« Pourquoi les autorités de l’État ne déploient-elles pas leur plus grand effort à protéger ce qui reste de notre territoire et ce qui devrait être inviolable, à savoir : la vie, la liberté, la culture et la mémoire ? », se demande perplexe la Conférence des Évêques haïtiens.
Visiblement, les autorités du pays n’ont pas de solution pour freiner les atrocités des groupes criminels. Leur promesse de rétablir la sécurité demeure vide de sens. Les forces de sécurité publique sont dépassées par la situation. Encore une fois, la Conférence des Évêques haïtiens (CEH) élève la voix pour dénoncer l’inaction de l’exécutif face à la détresse de la population.
« Alors que notre pays sombre chaque jour davantage dans un chaos généralisé, et que s’effondrent un à un les piliers de la vie sociale et politique, nous, évêques catholiques d’Haïti, ressentons plus que jamais l’urgence d’adresser une parole prophétique pour que « le droit jaillisse comme une source; et la justice, comme un torrent qui ne tarit jamais ! » (Amos 5, 24) », écrivent les évêques catholiques dans note publiée le 23 juillet.
« C’est avec gravité et compassion que nous élevons la voix : pour alerter sur l’ampleur du naufrage, pour dénoncer ce qui avilit la dignité humaine, et pour proposer, à la lumière de l’Évangile, les chemins de conversion, de justice et d’espérance », affirment-ils.
Selon la CEH, nous avons une société en chute libre et dans sa mission prophétique, l’Église a le devoir de rappeler à temps et à contretemps les exigences morales, éthiques et sociales qui sous-tendent toute société où prévalent la solidarité, l’entraide et la cohésion.
« Nous assistons à une déchéance de la société et a une décadence des institutions qui en sont les piliers : un État défaillant qui n’assure plus ni la sécurité, ni la justice, ni le minimum vital pour son peuple ; un territoire morcelé, abandonné à la loi des armes et à la terreur des bandes armées ; une population en fuite, déplacée, humiliée, appauvrie, blessée dans sa chair et son âme. »
En plus de la banalisation de la vie, se plaint la CEH, la transgression du sacré témoigne d’un effondrement de l’ordre moral et de l’ordre social. Nul n’est exempt des atrocités commises par les bandes armées ; aucun lieu ni symbole n’est épargné : des lieux de culte sont profanés, des sanctuaires sont violés et saccagés, le patrimoine historique et culturel du pays est vandalisé, incendié sans aucun égard de ce qu’il représente un signe de mémoire collective, de foi partagée et d’identité nationale.

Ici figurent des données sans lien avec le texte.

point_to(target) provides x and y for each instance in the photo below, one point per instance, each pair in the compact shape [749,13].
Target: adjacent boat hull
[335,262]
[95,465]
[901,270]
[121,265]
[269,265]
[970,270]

« Ces agressions ne détruisent pas seulement des pierres ou des objets ; elles frappent le cœur vivant de notre peuple, sa conscience morale, sa capacité à espérer », estiment les évêques haïtiens.
Les responsables de l’Église catholique en Haïti dénoncent « ces actes de barbarie ; ils sont le signe d’un peuple qui perd le sens de Dieu, et, avec lui, le sens de l’homme. »
« Nous nous demandons une nouvelle fois ce que cache ce projet de déshumanisation qui met à genoux un peuple déjà meurtri. Et surtout, pourquoi les Autorités de l’État ne déploient-elles pas leur plus grand effort à protéger ce qui reste de notre territoire et ce qui devrait être inviolable, à savoir : la vie, la liberté, la culture et la mémoire ? », se demande la CEH.